Re: [PATCH v5 tip/core/rcu 12/16] rcu: Make TASKS_RCU handle nohz_full= CPUs

From: Paul E. McKenney
Date: Thu Aug 14 2014 - 19:16:30 EST


On Thu, Aug 14, 2014 at 06:55:35PM -0400, Pranith Kumar wrote:
> On Mon, Aug 11, 2014 at 6:49 PM, Paul E. McKenney
> <paulmck@xxxxxxxxxxxxxxxxxx> wrote:
> > From: "Paul E. McKenney" <paulmck@xxxxxxxxxxxxxxxxxx>
> >
> > Currently TASKS_RCU would ignore a CPU running a task in nohz_full=
> > usermode execution. There would be neither a context switch nor a
> > scheduling-clock interrupt to tell TASKS_RCU that the task in question
> > had passed through a quiescent state. The grace period would therefore
> > extend indefinitely.

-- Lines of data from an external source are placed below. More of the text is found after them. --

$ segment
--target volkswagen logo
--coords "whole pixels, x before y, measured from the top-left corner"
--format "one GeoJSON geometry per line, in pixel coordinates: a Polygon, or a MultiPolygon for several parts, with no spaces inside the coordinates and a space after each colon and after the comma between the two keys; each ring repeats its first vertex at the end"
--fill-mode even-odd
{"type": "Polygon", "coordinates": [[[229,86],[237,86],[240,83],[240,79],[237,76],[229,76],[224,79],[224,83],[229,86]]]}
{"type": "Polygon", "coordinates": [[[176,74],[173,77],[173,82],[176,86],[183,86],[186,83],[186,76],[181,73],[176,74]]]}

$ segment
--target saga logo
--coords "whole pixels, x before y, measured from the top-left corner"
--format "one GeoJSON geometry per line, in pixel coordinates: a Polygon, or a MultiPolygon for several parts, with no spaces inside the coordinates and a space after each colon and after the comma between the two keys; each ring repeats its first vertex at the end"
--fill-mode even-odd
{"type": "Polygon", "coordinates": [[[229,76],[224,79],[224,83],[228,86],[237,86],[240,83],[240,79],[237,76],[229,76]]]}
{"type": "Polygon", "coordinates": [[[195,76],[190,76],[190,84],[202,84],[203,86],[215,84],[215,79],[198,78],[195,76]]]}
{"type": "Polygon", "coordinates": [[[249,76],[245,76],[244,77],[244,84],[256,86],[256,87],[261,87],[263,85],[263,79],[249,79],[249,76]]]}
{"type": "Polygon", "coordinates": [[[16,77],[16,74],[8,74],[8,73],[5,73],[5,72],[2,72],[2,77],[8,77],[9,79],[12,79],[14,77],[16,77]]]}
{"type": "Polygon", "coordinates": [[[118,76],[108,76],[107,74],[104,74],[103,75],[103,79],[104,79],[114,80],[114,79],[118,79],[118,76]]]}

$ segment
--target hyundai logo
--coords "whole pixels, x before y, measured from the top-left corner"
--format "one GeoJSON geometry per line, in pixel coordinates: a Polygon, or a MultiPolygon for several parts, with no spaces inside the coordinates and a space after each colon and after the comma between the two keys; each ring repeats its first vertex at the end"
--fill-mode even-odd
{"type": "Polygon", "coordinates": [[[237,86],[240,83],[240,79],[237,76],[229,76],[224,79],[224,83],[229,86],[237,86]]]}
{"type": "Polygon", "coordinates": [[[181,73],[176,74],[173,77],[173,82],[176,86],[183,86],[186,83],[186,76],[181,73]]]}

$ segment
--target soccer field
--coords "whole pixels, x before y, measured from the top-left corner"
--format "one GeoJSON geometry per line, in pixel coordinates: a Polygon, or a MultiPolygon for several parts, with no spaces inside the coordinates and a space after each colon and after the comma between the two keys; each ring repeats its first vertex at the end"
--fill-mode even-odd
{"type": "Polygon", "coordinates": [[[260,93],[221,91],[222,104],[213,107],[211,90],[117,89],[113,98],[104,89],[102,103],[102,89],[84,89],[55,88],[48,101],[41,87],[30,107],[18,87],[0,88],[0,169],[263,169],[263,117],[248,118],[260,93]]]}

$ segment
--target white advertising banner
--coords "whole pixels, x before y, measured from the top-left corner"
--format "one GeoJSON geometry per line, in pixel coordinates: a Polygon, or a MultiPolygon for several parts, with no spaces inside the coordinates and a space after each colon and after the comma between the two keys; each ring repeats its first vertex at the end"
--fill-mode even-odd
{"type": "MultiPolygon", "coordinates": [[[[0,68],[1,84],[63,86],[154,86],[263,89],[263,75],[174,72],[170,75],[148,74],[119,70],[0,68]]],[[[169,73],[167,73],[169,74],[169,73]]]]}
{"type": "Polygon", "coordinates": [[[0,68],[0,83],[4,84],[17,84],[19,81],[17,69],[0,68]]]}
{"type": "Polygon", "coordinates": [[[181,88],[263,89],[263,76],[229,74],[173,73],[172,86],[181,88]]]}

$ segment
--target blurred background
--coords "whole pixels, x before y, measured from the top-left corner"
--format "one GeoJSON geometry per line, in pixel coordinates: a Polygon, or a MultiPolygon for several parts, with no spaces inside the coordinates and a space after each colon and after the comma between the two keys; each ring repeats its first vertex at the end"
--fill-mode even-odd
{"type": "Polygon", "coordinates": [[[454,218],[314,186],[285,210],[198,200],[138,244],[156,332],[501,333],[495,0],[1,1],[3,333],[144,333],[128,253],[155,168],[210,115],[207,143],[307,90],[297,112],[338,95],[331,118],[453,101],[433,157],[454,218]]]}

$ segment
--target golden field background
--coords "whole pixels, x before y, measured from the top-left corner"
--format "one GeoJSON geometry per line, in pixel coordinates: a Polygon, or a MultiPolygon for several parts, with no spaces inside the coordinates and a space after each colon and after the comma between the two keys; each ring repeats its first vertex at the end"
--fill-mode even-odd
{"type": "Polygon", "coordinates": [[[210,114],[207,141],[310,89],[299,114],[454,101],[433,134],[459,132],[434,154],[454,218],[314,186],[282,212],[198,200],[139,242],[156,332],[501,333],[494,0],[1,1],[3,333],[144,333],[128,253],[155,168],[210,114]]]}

This commit therefore makes RCU's dyntick-idle
> > subsystem record the task_struct structure of the task that is running
> > in dyntick-idle mode on each CPU. The TASKS_RCU grace period can
> > then access this information and record a quiescent state on
> > behalf of any CPU running in dyntick-idle usermode.
> >
> > Signed-off-by: Paul E. McKenney <paulmck@xxxxxxxxxxxxxxxxxx>
> > ---
> > include/linux/init_task.h | 3 ++-
> > include/linux/sched.h | 2 ++
> > kernel/rcu/tree.c | 2 ++
> > kernel/rcu/tree.h | 2 ++
> > kernel/rcu/tree_plugin.h | 16 ++++++++++++++++
> > kernel/rcu/update.c | 4 +++-
> > 6 files changed, 27 insertions(+), 2 deletions(-)
> >
> > diff --git a/include/linux/init_task.h b/include/linux/init_task.h
> > index 78715ea7c30c..642828009324 100644
> > --- a/include/linux/init_task.h
> > +++ b/include/linux/init_task.h
> > @@ -128,7 +128,8 @@ extern struct group_info init_groups;
> > #define INIT_TASK_RCU_TASKS(tsk) \
> > .rcu_tasks_holdout = false, \
> > .rcu_tasks_holdout_list = \
> > - LIST_HEAD_INIT(tsk.rcu_tasks_holdout_list),
> > + LIST_HEAD_INIT(tsk.rcu_tasks_holdout_list), \
> > + .rcu_tasks_idle_cpu = -1,
> > #else
> > #define INIT_TASK_RCU_TASKS(tsk)
> > #endif
> > diff --git a/include/linux/sched.h b/include/linux/sched.h
> > index 3cf124389ec7..5fa041f7a034 100644
> > --- a/include/linux/sched.h
> > +++ b/include/linux/sched.h
> > @@ -1277,6 +1277,7 @@ struct task_struct {
> > unsigned long rcu_tasks_nvcsw;
> > int rcu_tasks_holdout;
> > struct list_head rcu_tasks_holdout_list;
> > + int rcu_tasks_idle_cpu;
> > #endif /* #ifdef CONFIG_TASKS_RCU */
> >
> > #if defined(CONFIG_SCHEDSTATS) || defined(CONFIG_TASK_DELAY_ACCT)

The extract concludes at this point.